Nisaba & AT: Japanese Tarot.

FaintlyMacabre

I have the Ukiyoe. If my memory is correct, it was out of print but they reprinted it. It is still here so I must have liked it well enough (I think it is behind a stack) but it isn't one of the Japanese sets like the Amano.

Diana
 

PathWalker

There might have been a few folks who'd have been interested in this...

http://rocca-game.jp/tarocca/

It's a fun deck, but the shipping costs from Japan were painful if I remember rightly.
 

DownUnderNZer

FaintlyMacabre:

Will remember that...not a set.

Hope my friend gets the right Amano as seems to be two. Thanks! :)

I have the Ukiyoe. If my memory is correct, it was out of print but they reprinted it. It is still here so I must have liked it well enough (I think it is behind a stack) but it isn't one of the Japanese sets like the Amano.

Diana

Neat Pathwalker....

That does look rather cool and like another "must have" only it seems sold out at the moment.

I love games and that would fit me rather well.

Thanks for the link! :)

There might have been a few folks who'd have been interested in this...

http://rocca-game.jp/tarocca/

It's a fun deck, but the shipping costs from Japan were painful if I remember rightly.
 

madhatter00o

Thanks for all your help.

I stumbled across another Japanese deck I am considering, but would like to see more images if I can find them of course.


Ukiyoe Tarot

Have you ever seen or heard of this deck? :)

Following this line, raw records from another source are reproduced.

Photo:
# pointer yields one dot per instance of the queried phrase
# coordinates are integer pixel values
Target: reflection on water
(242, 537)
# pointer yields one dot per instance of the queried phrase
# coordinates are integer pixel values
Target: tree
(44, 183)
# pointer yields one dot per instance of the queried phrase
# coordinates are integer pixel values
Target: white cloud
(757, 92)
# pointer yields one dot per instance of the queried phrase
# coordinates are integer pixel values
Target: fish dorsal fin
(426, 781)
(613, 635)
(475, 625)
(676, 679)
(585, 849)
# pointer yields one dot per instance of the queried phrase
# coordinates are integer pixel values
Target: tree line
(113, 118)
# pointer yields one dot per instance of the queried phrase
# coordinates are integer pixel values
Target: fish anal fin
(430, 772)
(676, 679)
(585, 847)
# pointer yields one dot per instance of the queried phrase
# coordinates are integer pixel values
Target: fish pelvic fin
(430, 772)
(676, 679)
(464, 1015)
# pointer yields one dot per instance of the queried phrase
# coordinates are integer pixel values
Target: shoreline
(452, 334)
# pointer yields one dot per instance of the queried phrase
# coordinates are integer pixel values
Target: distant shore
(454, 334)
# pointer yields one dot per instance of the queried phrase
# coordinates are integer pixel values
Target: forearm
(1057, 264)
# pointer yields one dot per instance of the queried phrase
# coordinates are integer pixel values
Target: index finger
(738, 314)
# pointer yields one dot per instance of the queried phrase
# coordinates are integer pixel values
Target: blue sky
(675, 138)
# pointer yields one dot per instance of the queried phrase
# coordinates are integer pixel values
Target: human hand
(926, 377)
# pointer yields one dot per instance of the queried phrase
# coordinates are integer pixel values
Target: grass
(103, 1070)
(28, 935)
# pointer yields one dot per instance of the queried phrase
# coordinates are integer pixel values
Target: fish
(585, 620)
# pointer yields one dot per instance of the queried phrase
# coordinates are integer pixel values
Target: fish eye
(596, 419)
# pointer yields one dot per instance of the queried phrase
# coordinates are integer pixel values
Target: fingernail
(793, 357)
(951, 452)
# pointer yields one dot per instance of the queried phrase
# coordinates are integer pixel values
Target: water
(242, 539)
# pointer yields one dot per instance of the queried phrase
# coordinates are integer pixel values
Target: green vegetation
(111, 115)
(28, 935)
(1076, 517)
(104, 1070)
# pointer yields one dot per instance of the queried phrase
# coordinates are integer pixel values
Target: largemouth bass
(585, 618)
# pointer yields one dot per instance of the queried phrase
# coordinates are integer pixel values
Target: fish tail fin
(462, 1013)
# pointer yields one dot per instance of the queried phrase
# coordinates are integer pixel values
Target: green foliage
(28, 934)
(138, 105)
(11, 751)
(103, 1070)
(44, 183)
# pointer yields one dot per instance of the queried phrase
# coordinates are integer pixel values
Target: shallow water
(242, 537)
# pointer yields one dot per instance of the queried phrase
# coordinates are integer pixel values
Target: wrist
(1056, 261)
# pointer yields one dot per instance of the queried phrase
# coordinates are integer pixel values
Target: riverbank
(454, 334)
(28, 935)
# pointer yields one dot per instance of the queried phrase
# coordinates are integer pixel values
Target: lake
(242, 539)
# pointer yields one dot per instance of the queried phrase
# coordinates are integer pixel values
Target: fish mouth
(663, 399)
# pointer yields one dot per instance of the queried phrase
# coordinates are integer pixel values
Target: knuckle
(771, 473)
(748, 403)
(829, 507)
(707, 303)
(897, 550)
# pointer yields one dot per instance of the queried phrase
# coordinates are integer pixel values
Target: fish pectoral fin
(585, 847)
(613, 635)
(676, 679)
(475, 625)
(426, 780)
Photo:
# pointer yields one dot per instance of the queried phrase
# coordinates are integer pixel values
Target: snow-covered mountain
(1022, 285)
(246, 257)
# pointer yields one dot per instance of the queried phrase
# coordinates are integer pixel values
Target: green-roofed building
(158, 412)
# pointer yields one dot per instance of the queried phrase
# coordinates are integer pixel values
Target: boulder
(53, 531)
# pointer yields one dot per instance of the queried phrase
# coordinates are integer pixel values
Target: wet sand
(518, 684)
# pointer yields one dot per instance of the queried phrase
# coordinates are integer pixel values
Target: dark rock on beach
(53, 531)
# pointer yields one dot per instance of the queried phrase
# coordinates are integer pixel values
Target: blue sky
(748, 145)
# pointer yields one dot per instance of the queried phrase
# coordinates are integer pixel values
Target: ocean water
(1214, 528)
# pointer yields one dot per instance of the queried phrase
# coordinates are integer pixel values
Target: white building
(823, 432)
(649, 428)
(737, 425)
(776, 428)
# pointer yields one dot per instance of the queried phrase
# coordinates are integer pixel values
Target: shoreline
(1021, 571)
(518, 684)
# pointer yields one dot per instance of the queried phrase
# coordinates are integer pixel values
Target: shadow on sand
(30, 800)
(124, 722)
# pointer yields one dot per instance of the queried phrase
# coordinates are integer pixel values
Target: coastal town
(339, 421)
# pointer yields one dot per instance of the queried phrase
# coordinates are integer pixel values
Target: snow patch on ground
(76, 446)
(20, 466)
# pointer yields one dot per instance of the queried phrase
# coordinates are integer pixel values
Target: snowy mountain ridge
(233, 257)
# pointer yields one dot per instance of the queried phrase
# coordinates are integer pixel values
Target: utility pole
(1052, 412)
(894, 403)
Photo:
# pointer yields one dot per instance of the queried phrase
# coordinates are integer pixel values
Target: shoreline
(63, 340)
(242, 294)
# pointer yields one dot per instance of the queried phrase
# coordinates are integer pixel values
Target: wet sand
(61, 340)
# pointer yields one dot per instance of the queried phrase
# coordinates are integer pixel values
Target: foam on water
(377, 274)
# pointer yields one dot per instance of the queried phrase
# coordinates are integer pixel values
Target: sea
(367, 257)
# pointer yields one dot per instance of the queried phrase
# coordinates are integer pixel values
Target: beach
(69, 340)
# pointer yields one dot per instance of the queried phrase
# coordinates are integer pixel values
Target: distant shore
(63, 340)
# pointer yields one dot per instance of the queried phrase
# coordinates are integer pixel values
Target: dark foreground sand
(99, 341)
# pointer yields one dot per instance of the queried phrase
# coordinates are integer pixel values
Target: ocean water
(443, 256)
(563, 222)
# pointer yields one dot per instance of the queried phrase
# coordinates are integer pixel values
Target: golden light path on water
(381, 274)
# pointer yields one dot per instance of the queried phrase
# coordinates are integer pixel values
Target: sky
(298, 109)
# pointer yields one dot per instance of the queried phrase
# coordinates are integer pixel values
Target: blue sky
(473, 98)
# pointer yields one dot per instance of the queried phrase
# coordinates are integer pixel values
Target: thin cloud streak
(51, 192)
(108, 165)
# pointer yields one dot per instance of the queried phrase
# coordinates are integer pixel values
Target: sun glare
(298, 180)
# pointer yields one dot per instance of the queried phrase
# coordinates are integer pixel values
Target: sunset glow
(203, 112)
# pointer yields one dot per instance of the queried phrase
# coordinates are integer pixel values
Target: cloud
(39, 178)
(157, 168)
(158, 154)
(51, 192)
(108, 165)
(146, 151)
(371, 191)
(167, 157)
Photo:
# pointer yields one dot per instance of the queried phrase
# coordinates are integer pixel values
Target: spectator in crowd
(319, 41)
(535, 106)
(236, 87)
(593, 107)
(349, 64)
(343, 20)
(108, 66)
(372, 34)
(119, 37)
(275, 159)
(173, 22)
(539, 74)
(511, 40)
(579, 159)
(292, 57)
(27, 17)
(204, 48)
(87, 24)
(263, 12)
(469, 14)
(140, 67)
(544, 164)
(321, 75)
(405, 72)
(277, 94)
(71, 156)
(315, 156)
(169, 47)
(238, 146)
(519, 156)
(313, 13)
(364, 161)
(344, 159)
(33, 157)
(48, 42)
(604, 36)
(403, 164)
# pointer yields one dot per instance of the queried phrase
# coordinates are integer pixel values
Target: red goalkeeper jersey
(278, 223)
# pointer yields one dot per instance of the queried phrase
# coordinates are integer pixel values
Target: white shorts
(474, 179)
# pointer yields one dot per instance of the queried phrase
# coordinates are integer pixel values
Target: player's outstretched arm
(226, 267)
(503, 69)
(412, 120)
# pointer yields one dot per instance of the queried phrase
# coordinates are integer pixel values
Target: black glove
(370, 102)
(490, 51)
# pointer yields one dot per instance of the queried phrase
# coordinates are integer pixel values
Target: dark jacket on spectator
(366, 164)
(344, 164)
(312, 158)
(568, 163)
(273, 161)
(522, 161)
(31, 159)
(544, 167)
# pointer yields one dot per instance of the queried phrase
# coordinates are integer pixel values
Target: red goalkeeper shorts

Ehh, I've seen it, but it's never been a deck that called to me. It kind of smacks of cultural appropriation in one sense, which is something that irritates me. Fujitsu Koji, the artist, probably has some training in the ukiyoe tradition -- at least the compositions look right -- but the coloring is wonky and (worse) the characterizations seem contrived.

Don't get me wrong, I understand the choice to depict King Enma on the Death card, but I also believe that the deeper cultural associations are radically different than their surface layers. And depicting a courtesan for a Queen is a little dubious. Now, you can make the argument that certain courtesans were basically celebrities in the pleasure quarters and could -- to a certain extent -- decide aspects of their futures, but that was VERY rare. And handlebar/broom mustaches were not en vogue in Japan until the Bakumatsu era (1854~).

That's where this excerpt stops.